Valuation is another hot issue, made even hotter by market volatility. Directors are responsible for ensuring fairness when investors redeem and subscribe. Where a discrepancy is revealed, usually at a later date, the fund is likely to hear from investors who feel they have been put at a disadvantage.
Whilst the directors will seek advice they will be making difficult decisions for which they may bear the ultimate responsibility.
So do directors have adequate protection against any future investor action? There are certainly some holes that need plugging aside from the ones already mentioned. For one, where the indemnity is provided by the sponsor, fund directors need to consider their position if the sponsor’s viability is threatened. And where the insurer or sponsor is based overseas, it can be very be hard for the director to enforce the indemnity with an unwilling party.
The advice hedge fund managers and directors receive is critical for the future of their businesses. In particular, they need to weigh carefully the trade-off between price and quality when choosing cover. They run areal risk by changing insurance providers every year simply to shave a few percentage points off the price.
The problems are now highlighted publicly with the claims which are being made against hedge fund managers and this trend is, unfortunately, unlikely to be reversed in the near future.

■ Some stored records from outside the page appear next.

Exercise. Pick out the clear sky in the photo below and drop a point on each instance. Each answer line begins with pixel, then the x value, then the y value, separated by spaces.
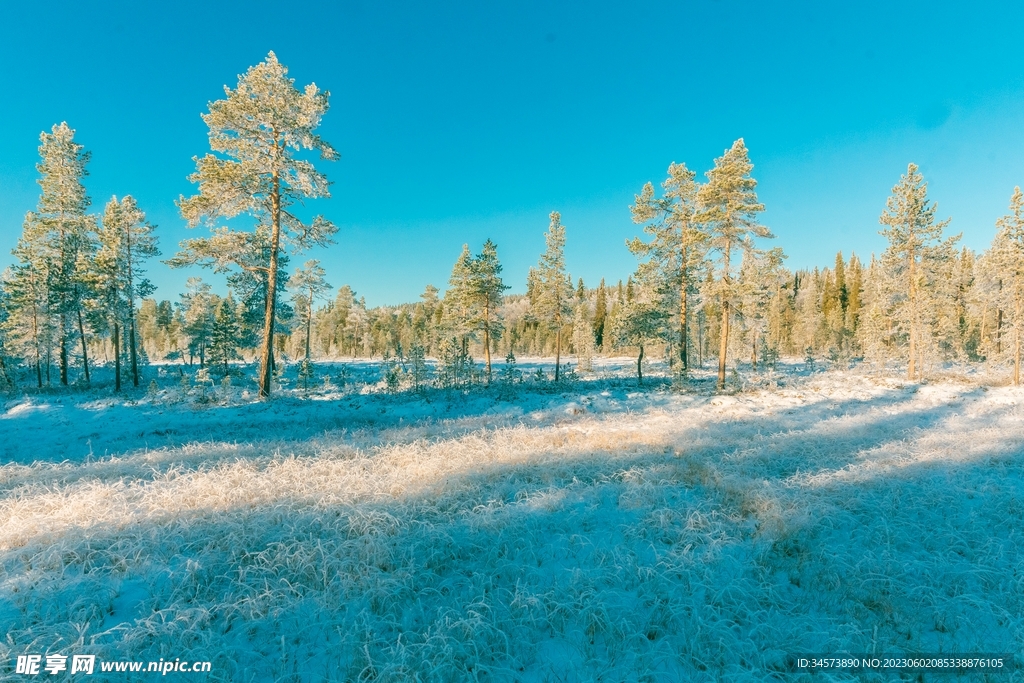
pixel 463 121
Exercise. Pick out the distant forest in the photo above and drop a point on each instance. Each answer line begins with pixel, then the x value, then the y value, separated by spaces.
pixel 709 289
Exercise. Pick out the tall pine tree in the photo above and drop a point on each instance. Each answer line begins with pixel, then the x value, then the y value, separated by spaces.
pixel 729 211
pixel 552 287
pixel 258 128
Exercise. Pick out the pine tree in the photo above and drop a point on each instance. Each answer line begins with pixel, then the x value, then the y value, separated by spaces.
pixel 1008 258
pixel 58 230
pixel 310 282
pixel 29 325
pixel 729 209
pixel 915 251
pixel 125 240
pixel 223 334
pixel 258 128
pixel 600 313
pixel 485 297
pixel 677 241
pixel 552 287
pixel 643 319
pixel 198 309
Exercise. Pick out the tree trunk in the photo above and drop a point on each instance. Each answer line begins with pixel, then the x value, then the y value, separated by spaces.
pixel 486 339
pixel 998 331
pixel 271 294
pixel 117 357
pixel 640 367
pixel 64 349
pixel 131 312
pixel 1017 341
pixel 682 317
pixel 309 323
pixel 912 296
pixel 558 349
pixel 723 343
pixel 85 354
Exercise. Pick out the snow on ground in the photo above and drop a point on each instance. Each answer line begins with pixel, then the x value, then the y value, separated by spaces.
pixel 605 534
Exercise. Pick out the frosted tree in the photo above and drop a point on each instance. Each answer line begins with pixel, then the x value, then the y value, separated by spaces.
pixel 729 211
pixel 198 309
pixel 1007 259
pixel 257 130
pixel 677 242
pixel 913 259
pixel 458 298
pixel 485 293
pixel 59 231
pixel 223 334
pixel 552 287
pixel 643 318
pixel 310 283
pixel 29 326
pixel 583 338
pixel 600 314
pixel 759 291
pixel 125 240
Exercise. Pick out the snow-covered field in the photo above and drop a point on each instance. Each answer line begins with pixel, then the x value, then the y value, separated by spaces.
pixel 605 534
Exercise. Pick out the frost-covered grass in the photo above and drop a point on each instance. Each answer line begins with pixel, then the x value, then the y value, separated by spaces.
pixel 606 534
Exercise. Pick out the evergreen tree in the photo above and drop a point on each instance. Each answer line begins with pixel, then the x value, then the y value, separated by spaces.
pixel 643 319
pixel 600 313
pixel 258 128
pixel 223 334
pixel 57 238
pixel 310 282
pixel 677 241
pixel 729 209
pixel 125 240
pixel 198 309
pixel 552 287
pixel 1008 259
pixel 485 297
pixel 913 257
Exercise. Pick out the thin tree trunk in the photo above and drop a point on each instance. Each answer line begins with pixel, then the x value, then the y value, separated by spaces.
pixel 85 354
pixel 117 356
pixel 309 322
pixel 558 348
pixel 486 339
pixel 271 293
pixel 134 355
pixel 640 367
pixel 913 318
pixel 1017 341
pixel 723 343
pixel 998 331
pixel 35 339
pixel 683 321
pixel 64 349
pixel 131 312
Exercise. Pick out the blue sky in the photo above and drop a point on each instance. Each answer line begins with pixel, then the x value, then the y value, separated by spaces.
pixel 459 122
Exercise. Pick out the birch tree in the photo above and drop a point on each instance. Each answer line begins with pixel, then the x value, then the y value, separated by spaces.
pixel 257 131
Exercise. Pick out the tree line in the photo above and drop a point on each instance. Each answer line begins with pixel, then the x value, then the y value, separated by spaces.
pixel 706 288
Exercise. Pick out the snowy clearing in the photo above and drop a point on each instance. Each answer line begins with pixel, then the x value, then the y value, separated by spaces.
pixel 608 534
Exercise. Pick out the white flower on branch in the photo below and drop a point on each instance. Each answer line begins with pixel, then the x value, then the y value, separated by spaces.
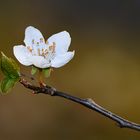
pixel 52 53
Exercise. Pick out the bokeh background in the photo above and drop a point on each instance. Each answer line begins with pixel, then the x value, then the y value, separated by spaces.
pixel 106 67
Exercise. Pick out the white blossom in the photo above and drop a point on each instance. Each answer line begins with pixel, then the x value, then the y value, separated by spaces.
pixel 52 53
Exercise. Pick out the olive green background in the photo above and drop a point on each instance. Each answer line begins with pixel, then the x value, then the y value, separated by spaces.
pixel 106 67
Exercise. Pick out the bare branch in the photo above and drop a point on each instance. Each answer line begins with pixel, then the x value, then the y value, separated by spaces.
pixel 89 103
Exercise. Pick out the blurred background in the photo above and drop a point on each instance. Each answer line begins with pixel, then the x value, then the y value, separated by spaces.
pixel 106 68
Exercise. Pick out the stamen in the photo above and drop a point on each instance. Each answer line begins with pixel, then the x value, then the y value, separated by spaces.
pixel 52 48
pixel 39 52
pixel 47 42
pixel 30 49
pixel 46 52
pixel 41 40
pixel 33 41
pixel 37 43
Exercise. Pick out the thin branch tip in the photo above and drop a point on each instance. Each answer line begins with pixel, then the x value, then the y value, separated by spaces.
pixel 88 103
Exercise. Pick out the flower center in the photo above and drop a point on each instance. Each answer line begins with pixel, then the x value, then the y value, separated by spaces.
pixel 39 48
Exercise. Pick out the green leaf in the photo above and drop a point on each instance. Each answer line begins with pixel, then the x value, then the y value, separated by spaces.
pixel 9 67
pixel 34 70
pixel 47 72
pixel 7 84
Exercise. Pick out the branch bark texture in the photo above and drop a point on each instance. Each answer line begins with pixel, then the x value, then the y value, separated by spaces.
pixel 88 103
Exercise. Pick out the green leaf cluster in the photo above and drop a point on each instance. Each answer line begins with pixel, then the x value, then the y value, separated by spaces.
pixel 11 73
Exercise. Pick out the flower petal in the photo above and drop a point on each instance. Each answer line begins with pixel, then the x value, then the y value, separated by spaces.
pixel 22 55
pixel 40 62
pixel 62 41
pixel 61 60
pixel 33 36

Correctly executed insurance can be one of the few avenues of non-recourse cash available to managers and directors to fund their defence. Poorly executed and the whole exercise is an expensive and frustrating waste of time. English law is generally in favour of the insurers and making sure a claim is well managed can be essential for a successful outcome.
Hedge funds hardly need more warnings at this time, but unfortunately we live in uncertain times and the benchmark for the tools they need to survive has been raised a notch.